Wahrheit vs. Lüge
Mit einer umgeschulten Händigkeit zu leben, heißt immer, eine Lüge zu leben. Egal, wie bequem wir es uns mit dieser Lüge eingerichtet haben. Und ich kann sehr gut verstehen, dass dieses (sich selbst) Betrügen und das Verstecken hinter der Lüge eine Art zu leben ist, die viele umgeschulte Linkshänder (ULH) wählen.
Manche wählen es unbewusst. Wissen nichts von ihrer wahren Identität und Händigkeit, wollen es vielleicht nicht wissen oder glauben in ihrem tiefsten Inneren nicht daran, etwas anderes verdient zu haben.
Manche wählen es bewusst.
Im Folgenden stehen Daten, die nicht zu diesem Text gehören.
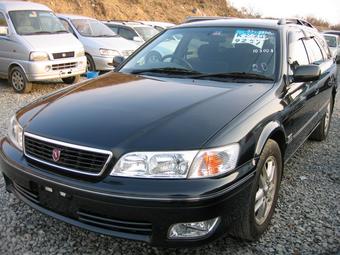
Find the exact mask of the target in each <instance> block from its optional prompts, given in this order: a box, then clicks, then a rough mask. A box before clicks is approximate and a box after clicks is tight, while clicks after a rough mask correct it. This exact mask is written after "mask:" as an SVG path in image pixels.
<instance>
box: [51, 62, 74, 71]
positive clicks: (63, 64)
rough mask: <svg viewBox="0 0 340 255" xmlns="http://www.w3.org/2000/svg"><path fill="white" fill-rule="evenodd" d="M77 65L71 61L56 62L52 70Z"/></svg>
mask: <svg viewBox="0 0 340 255" xmlns="http://www.w3.org/2000/svg"><path fill="white" fill-rule="evenodd" d="M75 67H77V63H76V62H71V63H62V64H54V65H52V70H53V71H56V70H64V69H70V68H75Z"/></svg>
Am Anfang meiner Rückschulung war ich sehr erstaunt, als ich einige Leute auf ihren umgeschulten Zustand angesprochen habe (in Rückschulung befindliche Linkshänder haben die Angewohntheit, den Handgebrauch anderer Menschen zu bemerken, ob sie es wollen oder nicht) und die Antwort erhalten habe: „Ja, ich weiß. Na und?“
Sie haben es sich eben mit der Lüge eingerichtet. Wie Menschen, die in einer unzufriedenstellenden Beziehung bleiben, weil sie es nicht ertragen können, alleine zu sein. Die Ungewissheit, die daraus resultiert, ist zu schmerzhaft. Es folgen Veränderungen und Zweifel, und von beidem hat ein ULH auch ohne den riesig erscheinenden Schritt „Rückschulung“ mehr als genug.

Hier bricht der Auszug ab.